The analysis of travel demand often includes the partitioning of the demand into “market segments” seeking to separate these influences into groups. As demonstrated in (Travel Demand Modelling 2016; Ben-Akiva and Lerman 1987; Limtanakool, Dijst, and Schwanen 2006; Bhat 1997b; Koppelman and Sethi 2000; Mandel, Gaudry, and Rothengatter 1997; Larse 2010; Wardman, Toner, and Whelan 1997; LaMondia, Bhat, and Hensher 2008; Carlsson 1999; Hensher 1991; Morrison and Winston 1985; Hassanvand 2020), the development of such models includes substantial effort that encompasses enormous revalidation work, which has been reduced with the aid of advanced computer technology. However, there still exists a gap in model design that arise from failure to segment markets.
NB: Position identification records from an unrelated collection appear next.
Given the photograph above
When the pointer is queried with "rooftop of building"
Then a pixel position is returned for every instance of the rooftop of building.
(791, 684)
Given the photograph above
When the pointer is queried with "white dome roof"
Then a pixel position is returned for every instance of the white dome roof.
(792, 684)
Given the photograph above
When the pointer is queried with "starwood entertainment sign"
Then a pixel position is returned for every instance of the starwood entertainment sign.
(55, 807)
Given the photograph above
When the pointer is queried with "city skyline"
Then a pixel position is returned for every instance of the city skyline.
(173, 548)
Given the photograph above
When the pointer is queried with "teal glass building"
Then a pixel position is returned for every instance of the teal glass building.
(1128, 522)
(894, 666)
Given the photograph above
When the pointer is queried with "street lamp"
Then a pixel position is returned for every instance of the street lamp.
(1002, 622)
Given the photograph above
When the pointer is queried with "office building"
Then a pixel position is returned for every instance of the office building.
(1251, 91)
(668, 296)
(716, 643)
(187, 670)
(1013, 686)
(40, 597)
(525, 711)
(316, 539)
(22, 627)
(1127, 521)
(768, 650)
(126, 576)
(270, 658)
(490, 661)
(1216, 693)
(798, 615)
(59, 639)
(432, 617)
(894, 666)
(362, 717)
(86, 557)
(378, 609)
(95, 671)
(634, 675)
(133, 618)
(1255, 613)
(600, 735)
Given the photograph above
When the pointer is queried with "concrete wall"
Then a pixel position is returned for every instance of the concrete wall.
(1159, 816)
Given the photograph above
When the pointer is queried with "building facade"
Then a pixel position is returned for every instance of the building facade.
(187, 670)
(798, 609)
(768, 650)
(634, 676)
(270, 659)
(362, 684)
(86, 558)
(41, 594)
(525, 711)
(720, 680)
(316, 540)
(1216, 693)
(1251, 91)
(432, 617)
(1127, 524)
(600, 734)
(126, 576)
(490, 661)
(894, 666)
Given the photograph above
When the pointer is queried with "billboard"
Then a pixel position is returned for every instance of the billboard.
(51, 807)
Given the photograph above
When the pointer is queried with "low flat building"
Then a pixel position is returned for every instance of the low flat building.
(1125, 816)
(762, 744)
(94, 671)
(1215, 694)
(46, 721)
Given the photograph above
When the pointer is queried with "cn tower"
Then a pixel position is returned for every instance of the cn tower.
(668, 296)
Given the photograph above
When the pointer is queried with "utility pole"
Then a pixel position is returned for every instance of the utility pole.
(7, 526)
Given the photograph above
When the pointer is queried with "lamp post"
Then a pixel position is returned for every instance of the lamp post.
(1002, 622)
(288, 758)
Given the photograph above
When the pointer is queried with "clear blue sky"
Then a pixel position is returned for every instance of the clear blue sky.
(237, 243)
This paper defines travel alternatives made by market segments with the aim of optimizing the selection of descriptive variables and strengthening the explanatory power of the model. Nearly all long-distance person trips (LDPT) models (Federal Highway Administration 2015; Golob 2001; Kizielewicz et al. 2017; Bhat 1997a; Golob and Hensher 1998; Badoe and Miller 1998; Lieberman et al. 2001) developed in various countries are based not on empirical procedures but rather by educated guesses to describe the travel market variables. This research transforms the approach to traditional segmentations using computer science approaches for network-based data that stem from fuzzy logic (Zadeh 1965). Such approaches are based on grouping of data points by examining their proximity (e.g. Euclidean distance) to one another. This is essential as LDPT is not merely the longer version of short-distance daily trips. While fuzzy-neuro models have been used in transit and some short-distance models (Kumar, Sarkar, and Madhu 2013; Sarkar 2012; Tharwat 2014; Roxas 2016; Yaldi et al, n.d.; Gite 2013), they have not been used in LDPT – excluding goods movement, trucking, or air travel.
METHODS AND DATA
Clustering is a statistical tool used in pattern recognition and machine learning to find similar groups in seemingly dissimilar network-based datasets (e.g. transport data). Objects in a cluster/class share many characteristics but are very dissimilar to objects not belonging to that particular cluster (Punj and Stewart 1983). In most of the classification works (Milligan 1996; Posse 1998; Everitt, Landau, and Leese 2001), considerable number of algorithms belong to two major types of clustering used here namely Hierarchical and Partitional. The former is based on finding clusters hierarchy using a criterion and producing a dendrogram. The latter is partitioning the data based on minimization of an objective function such as the squared error function (Kaufman and Rousseeuw 1990; Bezdek 1974):
Where ‖x(j)i−cj‖2 is the distance between a data item x(j)i and a centre point cj.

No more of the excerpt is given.